I was reading my friend Tripp’s interview here on the site last week and have been pondering what he said about people who are wrestling with the words of Jesus: “out there trying to figure out how being a Christian makes certain claims on a person that may not necessarily be enjoyable or self-serving… You know, how does something like the Sermon on the Mount, if taken seriously, wreck your world? Because it does . . . or it will.”
The words of Jesus often seem like great heights to me. It is difficult for me to look over the edge as I study them and consider what they mean in my life. But there is more to those “red-letter words” than just their foreboding altitude. There is the actual jump.

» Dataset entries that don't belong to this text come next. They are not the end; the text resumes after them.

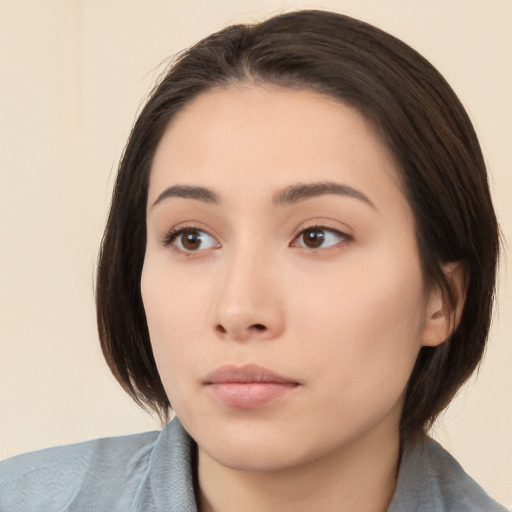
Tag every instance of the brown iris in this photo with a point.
(191, 240)
(313, 238)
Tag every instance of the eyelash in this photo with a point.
(301, 230)
(172, 235)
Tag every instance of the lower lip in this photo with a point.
(249, 395)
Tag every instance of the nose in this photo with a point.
(247, 304)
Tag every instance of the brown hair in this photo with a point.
(441, 168)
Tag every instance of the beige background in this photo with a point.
(72, 75)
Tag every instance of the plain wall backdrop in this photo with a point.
(72, 76)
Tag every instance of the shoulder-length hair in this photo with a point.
(420, 119)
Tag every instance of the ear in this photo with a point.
(442, 316)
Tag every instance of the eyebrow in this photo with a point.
(302, 192)
(290, 195)
(188, 192)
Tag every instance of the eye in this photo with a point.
(319, 237)
(190, 240)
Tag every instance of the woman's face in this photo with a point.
(282, 283)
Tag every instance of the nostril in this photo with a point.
(220, 329)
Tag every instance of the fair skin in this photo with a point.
(252, 259)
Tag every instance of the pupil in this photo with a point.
(313, 238)
(191, 240)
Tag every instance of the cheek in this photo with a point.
(366, 318)
(175, 313)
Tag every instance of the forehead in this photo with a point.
(255, 138)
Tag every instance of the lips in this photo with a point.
(248, 387)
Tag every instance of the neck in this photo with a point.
(359, 477)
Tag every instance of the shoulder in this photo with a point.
(458, 490)
(52, 478)
(431, 479)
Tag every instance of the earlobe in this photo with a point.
(444, 310)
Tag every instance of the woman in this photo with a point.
(300, 258)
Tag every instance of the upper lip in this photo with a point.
(246, 374)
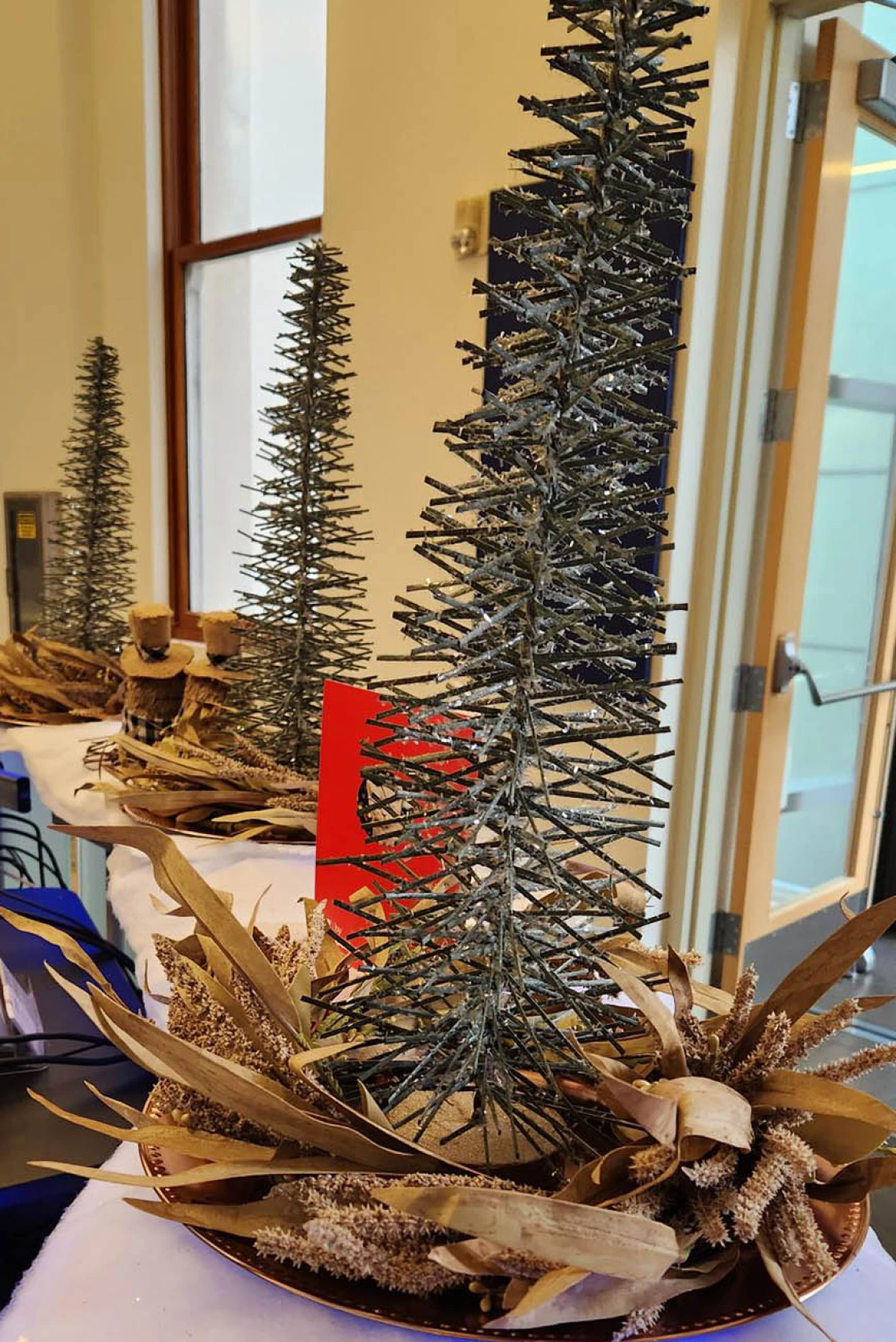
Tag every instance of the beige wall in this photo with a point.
(421, 110)
(73, 235)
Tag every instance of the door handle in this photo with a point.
(788, 666)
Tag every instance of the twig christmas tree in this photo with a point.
(531, 769)
(90, 579)
(306, 601)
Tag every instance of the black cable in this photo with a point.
(83, 934)
(72, 1057)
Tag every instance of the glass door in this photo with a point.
(816, 753)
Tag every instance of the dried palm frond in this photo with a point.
(222, 785)
(692, 1163)
(49, 682)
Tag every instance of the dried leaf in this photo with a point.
(848, 1123)
(679, 983)
(244, 1220)
(655, 1112)
(821, 969)
(856, 1182)
(136, 1117)
(780, 1279)
(600, 1296)
(707, 1110)
(372, 1110)
(72, 949)
(660, 1019)
(299, 991)
(472, 1258)
(185, 1141)
(207, 1173)
(310, 1057)
(182, 882)
(258, 1098)
(565, 1232)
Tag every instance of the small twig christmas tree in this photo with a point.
(90, 580)
(538, 594)
(305, 605)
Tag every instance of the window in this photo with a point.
(243, 106)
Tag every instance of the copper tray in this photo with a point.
(744, 1296)
(148, 818)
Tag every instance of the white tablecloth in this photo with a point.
(110, 1273)
(243, 869)
(55, 761)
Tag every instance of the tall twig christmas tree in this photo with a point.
(539, 620)
(90, 581)
(305, 609)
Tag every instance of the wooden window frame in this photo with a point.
(182, 245)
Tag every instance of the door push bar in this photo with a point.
(788, 666)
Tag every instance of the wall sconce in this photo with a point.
(470, 237)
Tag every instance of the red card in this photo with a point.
(345, 732)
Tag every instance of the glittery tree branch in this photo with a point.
(90, 581)
(306, 601)
(530, 641)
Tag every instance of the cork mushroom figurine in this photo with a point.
(155, 673)
(214, 674)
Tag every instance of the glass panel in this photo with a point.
(850, 539)
(262, 105)
(233, 324)
(879, 23)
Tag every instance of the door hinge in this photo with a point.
(780, 414)
(806, 109)
(726, 933)
(749, 689)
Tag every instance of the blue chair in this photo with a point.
(32, 1200)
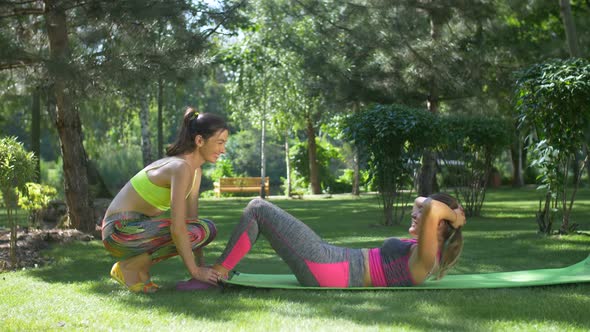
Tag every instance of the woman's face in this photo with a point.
(213, 147)
(416, 213)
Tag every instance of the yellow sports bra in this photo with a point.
(158, 197)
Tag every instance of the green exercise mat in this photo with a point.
(577, 273)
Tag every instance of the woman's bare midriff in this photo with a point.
(128, 200)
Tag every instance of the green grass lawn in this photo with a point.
(76, 293)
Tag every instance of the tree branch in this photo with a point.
(19, 63)
(22, 11)
(226, 16)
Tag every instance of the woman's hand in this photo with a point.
(460, 219)
(206, 274)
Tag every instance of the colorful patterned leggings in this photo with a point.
(129, 234)
(313, 261)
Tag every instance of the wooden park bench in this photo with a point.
(240, 185)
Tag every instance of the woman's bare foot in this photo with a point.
(223, 271)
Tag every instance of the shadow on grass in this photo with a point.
(453, 310)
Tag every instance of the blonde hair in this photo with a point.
(453, 238)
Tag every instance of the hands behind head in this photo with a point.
(460, 219)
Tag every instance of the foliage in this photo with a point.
(37, 198)
(243, 150)
(395, 137)
(553, 100)
(468, 149)
(117, 164)
(326, 155)
(52, 175)
(17, 167)
(223, 168)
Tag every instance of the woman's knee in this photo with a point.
(258, 203)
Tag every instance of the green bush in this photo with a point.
(37, 198)
(394, 137)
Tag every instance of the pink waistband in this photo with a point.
(376, 268)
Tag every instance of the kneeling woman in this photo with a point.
(133, 230)
(435, 247)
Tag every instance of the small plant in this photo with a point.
(37, 198)
(17, 167)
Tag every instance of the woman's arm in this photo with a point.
(179, 182)
(423, 257)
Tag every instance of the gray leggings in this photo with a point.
(313, 261)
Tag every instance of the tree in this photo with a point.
(553, 99)
(82, 43)
(467, 150)
(395, 136)
(17, 167)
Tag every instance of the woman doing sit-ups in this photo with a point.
(435, 247)
(133, 229)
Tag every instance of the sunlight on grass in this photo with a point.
(76, 293)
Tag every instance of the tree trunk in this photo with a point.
(570, 28)
(516, 158)
(36, 131)
(288, 165)
(68, 124)
(160, 124)
(262, 155)
(314, 178)
(427, 181)
(355, 162)
(144, 118)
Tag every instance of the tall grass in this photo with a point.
(75, 292)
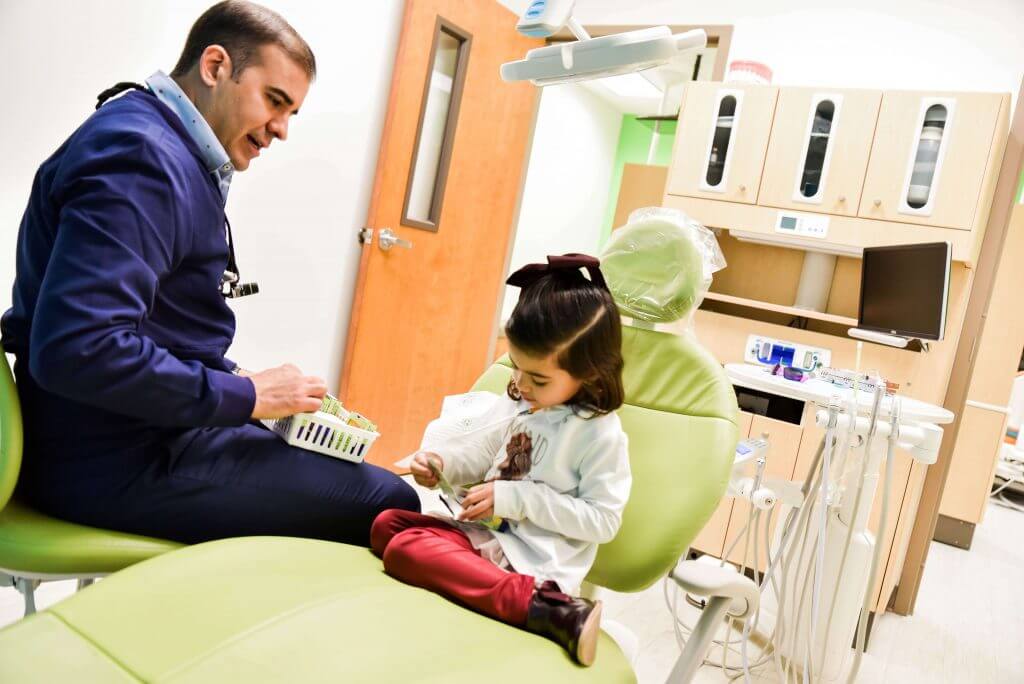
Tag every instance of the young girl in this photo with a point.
(555, 469)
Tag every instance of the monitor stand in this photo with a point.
(908, 343)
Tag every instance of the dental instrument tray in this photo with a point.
(332, 431)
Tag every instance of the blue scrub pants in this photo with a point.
(211, 483)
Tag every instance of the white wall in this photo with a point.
(294, 213)
(297, 210)
(566, 188)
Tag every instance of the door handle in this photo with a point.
(387, 240)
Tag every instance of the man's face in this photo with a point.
(248, 115)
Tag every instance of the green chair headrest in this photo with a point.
(658, 266)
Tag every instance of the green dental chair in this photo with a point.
(261, 609)
(36, 548)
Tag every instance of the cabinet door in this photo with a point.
(783, 439)
(721, 141)
(712, 537)
(820, 142)
(970, 478)
(930, 157)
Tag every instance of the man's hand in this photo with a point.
(285, 391)
(479, 503)
(422, 473)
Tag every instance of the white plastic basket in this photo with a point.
(326, 434)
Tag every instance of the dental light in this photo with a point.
(587, 57)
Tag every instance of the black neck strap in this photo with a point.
(117, 90)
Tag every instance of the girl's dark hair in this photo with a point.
(242, 28)
(566, 314)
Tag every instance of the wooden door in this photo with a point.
(449, 176)
(721, 141)
(967, 127)
(817, 156)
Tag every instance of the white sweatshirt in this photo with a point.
(563, 495)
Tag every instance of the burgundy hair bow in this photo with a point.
(531, 272)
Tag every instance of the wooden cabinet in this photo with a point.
(839, 170)
(720, 145)
(819, 147)
(932, 157)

We approach the Gospel sometimes like it is self-serving, as if it is something that will simply improve our lives here and for eternity (and there is truth in this); there is a sense of freedom to living the Gospel that I would imagine similar to flying with reckless abandon down a zip-line.
But I think Tripp was right…the Gospel will wreck your world. There are also the alligators… Making the jump to allow the words of Jesus to effect claims on your life isn’t always smooth sailing. There might be more tangible similarities to truly following the One who would ask you to take up your cross (your personal electric chair) and hooking yourself up to that line at Gatorland.
We don’t often read it or hear it preached, but the Gospel is less self-preservation and more zip-lining over alligators than we probably want to admit.